Foram todos para a Naval?
Houve um que foi para o Trofense, os outros três foram para a Naval. Chegámos em 2014.

Ou seja, jogavas como amador na Colômbia?
Sim, era numa fundação, que recebia jogadores sem clube, que iam lá treinar.

Jogar na I Divisão da Colômbia é um objetivo que tens por realizar?
É sempre bom jogar no nosso país, é onde tens a tua família, mas agora que estou na Europa e que as coisas me estão a correr bem, sendo sincero, não quero jogar na Colômbia. Gostava de levar o meu nome a patamares mais elevados na Europa.

E jogar na Europa era um sonho de criança?
Foi sempre o meu sonho. Aliás, o clube onde sempre quis jogar é o AC Milan de Itália. O meu sonho era esse.

Porquê o AC Milan?
Era um clube do qual ouvia falar muito. Não sei se era pelo que ouvia, ficou esse desejo. Eu não era apaixonado pelo futebol no sentido de estar a ver jogos e acompanhar o que se passava no mundo do futebol. Não, era só o AC Milan. Fiquei com essa cena na cabeça e o sonho de jogar lá.

Então, se pudesses escolher, a liga onde gostarias de jogar seria a italiana?
Sim! [risos] Hoje tenho 26 anos e os clubes procuram jogadores que tenham 20/22 anos, mas isso não quer dizer que não chegue lá porque sou teimoso no futebol. Vou até ao fim! Com muito trabalho, um dia vou alcançar o sonho de jogar numa liga superior. Portugal é uma boa montra para dar um salto maior, nunca se sabe. Acredito muito em Deus e sei que vou dar o salto, seja em Portugal ou noutro país. Quero jogar numa Primeira Liga e trabalho muito para isso.

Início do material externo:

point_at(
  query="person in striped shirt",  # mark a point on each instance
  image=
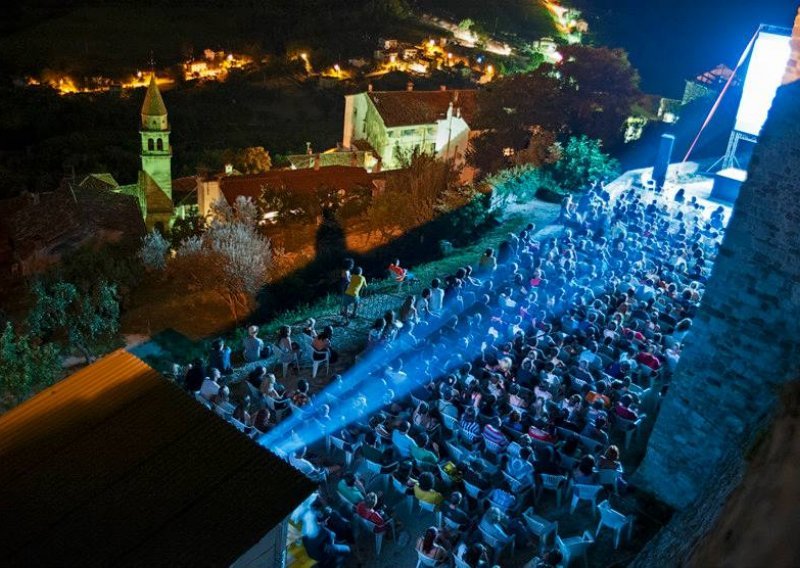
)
(492, 433)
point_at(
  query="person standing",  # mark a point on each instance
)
(344, 282)
(352, 295)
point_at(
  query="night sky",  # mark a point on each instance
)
(670, 40)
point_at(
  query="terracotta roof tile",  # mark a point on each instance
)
(408, 108)
(116, 466)
(340, 177)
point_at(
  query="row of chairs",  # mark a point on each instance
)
(226, 413)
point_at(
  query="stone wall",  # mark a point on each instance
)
(744, 342)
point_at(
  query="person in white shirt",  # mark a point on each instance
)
(210, 387)
(437, 296)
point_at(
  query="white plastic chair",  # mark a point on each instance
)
(473, 491)
(431, 508)
(455, 451)
(591, 445)
(543, 529)
(581, 492)
(424, 561)
(628, 427)
(520, 489)
(451, 525)
(364, 524)
(375, 469)
(278, 412)
(401, 488)
(498, 546)
(202, 400)
(349, 452)
(609, 478)
(315, 363)
(493, 447)
(450, 423)
(556, 483)
(573, 547)
(616, 521)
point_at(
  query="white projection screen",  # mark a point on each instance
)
(764, 73)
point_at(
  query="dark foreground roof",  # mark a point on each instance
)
(115, 466)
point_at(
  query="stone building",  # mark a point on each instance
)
(746, 337)
(394, 124)
(161, 198)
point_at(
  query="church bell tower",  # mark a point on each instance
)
(156, 151)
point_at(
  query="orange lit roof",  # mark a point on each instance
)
(116, 466)
(411, 108)
(339, 177)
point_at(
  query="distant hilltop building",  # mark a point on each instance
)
(392, 125)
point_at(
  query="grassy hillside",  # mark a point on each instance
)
(528, 19)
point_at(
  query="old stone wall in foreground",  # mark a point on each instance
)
(744, 342)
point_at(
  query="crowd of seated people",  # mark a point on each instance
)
(531, 368)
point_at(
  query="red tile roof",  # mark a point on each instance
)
(339, 177)
(116, 466)
(409, 108)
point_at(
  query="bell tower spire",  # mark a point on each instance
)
(792, 72)
(156, 151)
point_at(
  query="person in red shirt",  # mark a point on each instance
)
(399, 273)
(368, 509)
(647, 358)
(623, 409)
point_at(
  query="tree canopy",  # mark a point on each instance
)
(590, 92)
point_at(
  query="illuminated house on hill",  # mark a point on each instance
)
(116, 466)
(394, 124)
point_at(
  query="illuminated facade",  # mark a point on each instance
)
(396, 124)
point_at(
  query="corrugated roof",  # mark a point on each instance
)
(410, 108)
(116, 466)
(153, 103)
(339, 177)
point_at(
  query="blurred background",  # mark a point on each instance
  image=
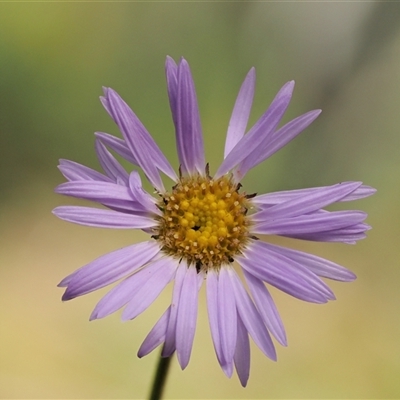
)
(54, 60)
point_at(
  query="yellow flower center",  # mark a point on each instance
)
(204, 221)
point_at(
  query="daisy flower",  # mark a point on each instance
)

Vieste para Portugal com o objetivo de saltar para uma liga mais atrativa ou não fizeste esse tipo de planos?
Cheguei e foquei-me só em Portugal. Eu estava numa divisão muito em baixo e não tinha conhecimento porque não ligava ao futebol. Comecei a seguir mais a partir de 2015. Até lá trabalhava a cortar o cabelo e estava concentrado naquilo. Mas o futebol é uma coisa de que sempre gostamos de jogar. Quando cheguei, o meu pensamento era o de chegar a um patamar mais elevado em Portugal, ter a experiência de jogar na Primeira Liga, e depois disso acontecer é que podia pensar noutras coisas. Mas sempre passo a passo.

Antes de vires para Portugal, o que sabias sobre o futebol português?
Vou ser sincero, não conhecia nada! [risos] Só conhecia o FC Porto por causa de alguns jogadores colombianos como o Falcao, Guarín, James Rodríguez e Quintero, agora do resto do futebol português não sabia nada.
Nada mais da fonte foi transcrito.